Standards will not cause learning. Only teachers and students can do that. They are minimum performance targets. Period.

Proficiency" is an arbitrary, but defined, "cut score" on a test or other measure, which a state accepts as evidence that students know or can do things." It's helpful if every state is on the same page - if for no other reason than it benefits students whose families change residences. The goal is each and every child - 100%.
Finn: "An array of ideological and budgetary considerations that reject tracking, ability grouping, “pull-out” programs, and other forms of educational separation (often including both acceleration and grade repetition) on grounds that such practices are morally wrong, socially and educationally undesirable, politically imprudent, and just plain unaffordable."

He forgot smaller class sizes.

Finn identifies the motivation for differentiated instruction as "ideological," which views the issue as political.
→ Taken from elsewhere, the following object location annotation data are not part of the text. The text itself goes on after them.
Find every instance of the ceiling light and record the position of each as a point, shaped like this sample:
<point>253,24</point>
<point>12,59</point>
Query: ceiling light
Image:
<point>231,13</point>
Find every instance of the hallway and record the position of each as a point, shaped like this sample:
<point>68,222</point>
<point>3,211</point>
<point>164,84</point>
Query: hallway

But then, Finn's work is political.

It has been my experience that teachers generally view differentiated instruction as a curriculum theory that is more "socially" conscious, focusing on the learning needs of each individual student - a view that is both appropriate and necessary for survival under high-stakes testing, which was made federal under NCLB.

2 comments:

Anonymous said...

Differentiation is an idealize expectation which operationaly can't be achieved. Not much beyond our predecessors red birds, blue birds and black birds reading groups has ever been achieved. The idea that one teacher would be able to juggle 25elementary students' individual learning at one time is simply an unrealistic and impractical expectation, even when supported with a teaching assistant. (God knows it isn't possible for a high school teacher often overseeing in excess of 100 students for a hour each day.) Would we expect a physican, even with a nurse assisting, to be able to provide medical care to 25 patients with various health conditions all at the same time?
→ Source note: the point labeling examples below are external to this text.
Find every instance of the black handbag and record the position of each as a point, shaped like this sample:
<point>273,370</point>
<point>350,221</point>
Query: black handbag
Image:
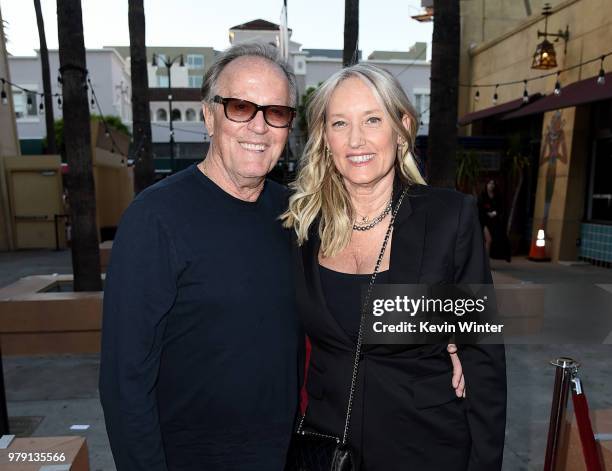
<point>311,450</point>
We have most recently sold ourselves on the idea that technology will provide this differentiated learning and teachers will move from content knowledge delivery to facilitators, may not even require specific content area certification in the future.

I keep hearing that "kids learn differently now" as though in the last decade a combination of technology and evolution have altered brain activity and student motivation. To be honest, I really dont know that that means other than some folks telling educators that their skills are outdated and they need to be retooled to be either super teachers of this new science of learning or else the equivalent of computer lab monitors.

It just scares me that professional experience has somehow taken a back seat to pseudo science of learning, tech gymics and vendor program promises. Just seems to me that a good teacher who has worked with students for a number of years probably knows the most about how to teach. Instead we seem to devalue that resource and even denigrate it if it happens to run counter to the current trend that "leaders" are selling out to in hopes of getting a higher score on some annual assessment.

Anonymous said...

I have had a few jobs in my lifetime. I am fortunate to have one now, as I read and hear that employment is increasingly becoming more competative. That being said, I don't ever recall an employer ever differentiating my tasks based upon my preferred working style.

Not to sound like a hard heart, but "if" we were able to manipulate learning (work) conditions in the school in hopes of garnering an acceptable college and career readiness score on some sort of academic assessment, are we in truth making them ready when the environment in which they will be transitioning could care less about their prefer learning style?